Figure 8. Simulation vs data. P70a-UTR1-σ28 was set at 2 nM and P28-UTR1-deGFP was set at 10 nM.
Figure 9. Expression of P28-UTR1-deGFP at different P70a-UTR1-σ28 concentrations. deGFP had the highest expression when P70a-UTR1-σ28 was 2 nM.
Discussion

Our model describes gene expression of a single transcription unit in a Cell-Free system and explores the performance of a two-stage transcriptional activation cascade.

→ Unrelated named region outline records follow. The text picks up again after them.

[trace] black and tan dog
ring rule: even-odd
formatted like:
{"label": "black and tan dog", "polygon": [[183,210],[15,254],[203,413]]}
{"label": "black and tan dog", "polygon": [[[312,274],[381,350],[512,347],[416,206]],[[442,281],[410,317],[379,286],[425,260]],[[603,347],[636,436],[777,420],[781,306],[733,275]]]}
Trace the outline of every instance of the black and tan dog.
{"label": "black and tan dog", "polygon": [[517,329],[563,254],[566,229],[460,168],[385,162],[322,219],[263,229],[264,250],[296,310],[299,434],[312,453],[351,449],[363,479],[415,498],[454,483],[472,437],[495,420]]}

By performing sensitivity analysis of the model and fitting the model to experimental data, we are convinced that the maximum rate of protein synthesis in Cell-Free systems is mainly limited by the translation process.

By fitting the model to our experimental data, we redetermined the strength of UTR1, UTR2 and UTR3. In addition, we provide reference values for the strength of P28 and the maturation rate of σ28. We hope that this model will provide experimental design considerations for future iGEM teams who will use Cell-Free system in their projects.